In a letter sent Wednesday, Sharma pressed for a “full investigation and proper enforcement of the sanctions regime as it applies to Press TV.”
The Albanese government sanctioned the broadcaster in 2023, a year after the death in custody of Iranian woman Mahsa Amini, which sparked months of nationwide protests across Iran in 2022.
"Press TV constitutes a tool of foreign interference of the Iranian state," Sharma said in an interview. He cited the broadcaster’s interview with Labor defector Fatima Payman, in which she suggested women were treated better in Iran than in the West.
Payman later apologized, calling the event a propaganda exercise.

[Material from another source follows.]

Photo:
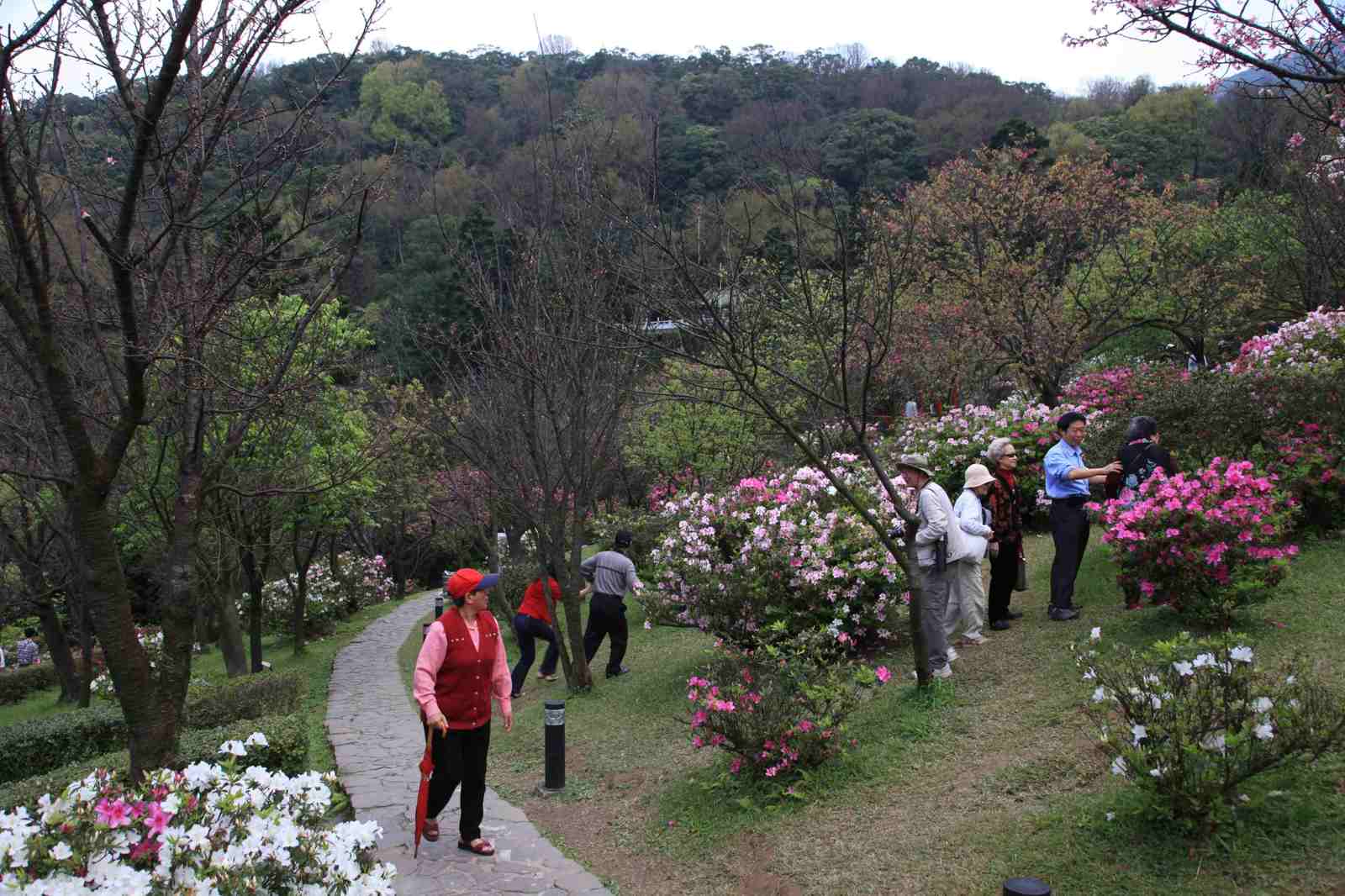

Australia’s Autonomous Sanctions Act 2011 makes it a criminal offense to provide assets to a sanctioned entity or handle its funds indirectly. Sharma argued that Press TV’s continued operation in Australia could constitute such violations, which carry penalties of up to 10 years in prison.
Last month, Kylie Moore-Gilbert, a researcher and former prisoner in Iran, criticized Australian Senator Payman for defending Iran’s treatment of women in an interview with the state-run Press TV.
In a post on X, Moore-Gilbert called Payman’s remarks “nonsense,” rejecting the senator’s claim that Iran allows women to participate in democracy.
She pointed out that Payman had previously attended a Senate inquiry into Iran’s human rights abuses and questioned why she would agree to speak with Press TV.
“The English-language propaganda arm of the Islamic Republic [is] known for broadcasting false confession videos and forced interviews with prisoners before they are executed," she said.
Sharma recently chaired a bipartisan inquiry into Australia’s sanctions regime, which criticized the government’s enforcement efforts. The inquiry’s report found “very limited evidence” that authorities had tracked assets in Australia linked to Iran’s Islamic Revolutionary Guard Corps or sanctioned Russian individuals.
A spokesperson for Wong dismissed Sharma’s call as “a crass attempt at a headline.”
Earlier this week, UK Security Minister Dan Jarvis told parliament that Britain will put Iran's intelligence and security establishment on the highest tier of a foreign influence watchlist, toughening London's stance on perceived political interference by Tehran.
Under the designation, Iran and anybody acting on its behalf would be deemed a potential security threat and compelled to register their activities in the UK. Not doing so would potentially incur a five-year prison sentence.